Bishop denounces that weapons are easier to get than aspirin in the US

Jasjot Singh

The Bishop of Brownsville (United States), Msgr. Daniel Flores, denounced that weapons “are easier to get than aspirin”, after an armed man murdered this Tuesday, May 24, at least 19 children and two teachers in the Robb Elementary School in Uvalde, Texas.

“We sacralize the instruments of death and then we are surprised that death uses them,” said the Prelate, whose diocese is in the state of Texas.

On his Twitter account, Bishop Flores wrote this Wednesday: “Don’t tell me that weapons are not the problem, people are. I’m sick of hearing it. The dark first takes our children and then kills our children, using weapons that are easier to get than aspirin.”

Bishop Salvatore Cordileone, Archbishop of San Francisco, also spoke from his Twitter account and said that the Bishop of Brownsville “is right.”

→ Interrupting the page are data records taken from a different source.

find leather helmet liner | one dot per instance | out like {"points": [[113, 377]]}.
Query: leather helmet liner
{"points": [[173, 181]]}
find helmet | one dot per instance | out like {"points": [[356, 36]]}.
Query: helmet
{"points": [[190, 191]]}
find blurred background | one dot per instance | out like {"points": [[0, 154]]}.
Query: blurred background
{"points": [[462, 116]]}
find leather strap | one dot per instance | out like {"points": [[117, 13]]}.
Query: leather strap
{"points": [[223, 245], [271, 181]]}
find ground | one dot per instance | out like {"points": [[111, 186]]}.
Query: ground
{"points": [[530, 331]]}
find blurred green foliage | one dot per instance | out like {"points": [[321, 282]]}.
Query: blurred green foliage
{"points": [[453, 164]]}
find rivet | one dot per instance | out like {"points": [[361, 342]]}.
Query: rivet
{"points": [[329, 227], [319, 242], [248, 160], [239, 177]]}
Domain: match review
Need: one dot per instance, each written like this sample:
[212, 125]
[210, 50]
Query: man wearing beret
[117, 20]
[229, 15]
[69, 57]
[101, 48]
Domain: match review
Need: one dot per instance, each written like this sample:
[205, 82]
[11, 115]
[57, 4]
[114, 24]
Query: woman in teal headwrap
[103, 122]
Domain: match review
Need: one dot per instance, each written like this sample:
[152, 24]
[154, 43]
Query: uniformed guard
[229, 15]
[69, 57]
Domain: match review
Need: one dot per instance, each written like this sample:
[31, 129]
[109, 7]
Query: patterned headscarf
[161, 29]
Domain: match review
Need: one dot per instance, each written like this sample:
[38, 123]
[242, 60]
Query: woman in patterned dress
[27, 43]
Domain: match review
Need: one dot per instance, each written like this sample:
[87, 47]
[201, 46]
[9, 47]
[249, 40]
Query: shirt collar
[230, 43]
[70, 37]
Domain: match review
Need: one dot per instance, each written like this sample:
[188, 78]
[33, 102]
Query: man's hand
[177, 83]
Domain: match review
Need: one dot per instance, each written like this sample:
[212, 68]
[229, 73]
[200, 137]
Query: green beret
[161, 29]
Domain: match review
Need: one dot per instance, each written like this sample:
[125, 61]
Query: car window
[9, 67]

The Archbishop of San Francisco noted that “sensible gun regulations need to be in place to help stop the pandemic of gun violence.” The Prelate proposed “stricter background checks, restrictions on AR-15s [rifle semiautomático usado en la masacre de la escuela primaria] and increase the age of buyers to 21” years.

These were two of many responses by the United States Catholic bishops to the massacre by an 18-year-old man who shot children and teachers at Robb Elementary School in Uvalde, about 80 miles west of San Antonio. Among the victims were ten-year-old students.

The Archbishop of Boston, Cardinal Sean O’Malley, also took to social media to share his reaction to “the unthinkable loss of so many young and innocent lives.”

“Our nation has too often become a site of heinous crimes, of gun violence that has claimed too many lives, yet nothing more heartbreaking than that of innocent children. We must take action to stop this senseless carnage,” said the Cardinal.

The Cardinal said that “we pray for the grieving families and the community of Uvalde, whose lives were changed forever. At this time we embrace you with prayers for peace and healing as we entrust lost loved ones to the Lord, comforted by the promise of eternal life.”

For his part, the Archbishop of Chicago, Cardinal Blase Cupich, shared statistics on the increase in armed violence in the country in 2020 and recalled that the annual meeting of the National Rifle Association is scheduled for this week in Texas.

“As I reflect on this latest American massacre, I return to the questions: who are we as a nation if we don’t act to protect our children? What do we love more: our instruments of death or our future?” she questioned.

The Archbishop noted that “the Second Amendment [de la Constitución estadounidense] it did not come from Sinai. The right to bear arms will never be more important than human life. Our children also have rights. And our elected officials have a moral duty to protect them.”

For his part, the Bishop of Providence, Msgr. Thomas Tobin, wrote that he adds his “fervent prayers to those of many others for the victims of the horrific school shooting in Uvalde, Texas. May God grant eternal peace to the deceased and the greatest possible comfort in this dark hour to their families and loved ones.”

Likewise, the Archbishop of Los Angeles, Msgr. José Gomez, asked the Virgin of Guadalupe to “take the victims of this violence in her tender arms, and bring comfort to those who cry and healing to the wounded. And may God grant peace to every heart that is troubled tonight. We ask this in the name of Jesus.”

On Wednesday, Pope Francis told the faithful gathered in St. Peter’s Square that his heart “is broken by the Texas elementary school massacre.”

“It is time to say enough to indiscriminate arms trafficking. Let us all work hard so that such tragedies never happen again,” the Pontiff said.

Translated and adapted by Eduardo Berdejo. Originally posted on CNA.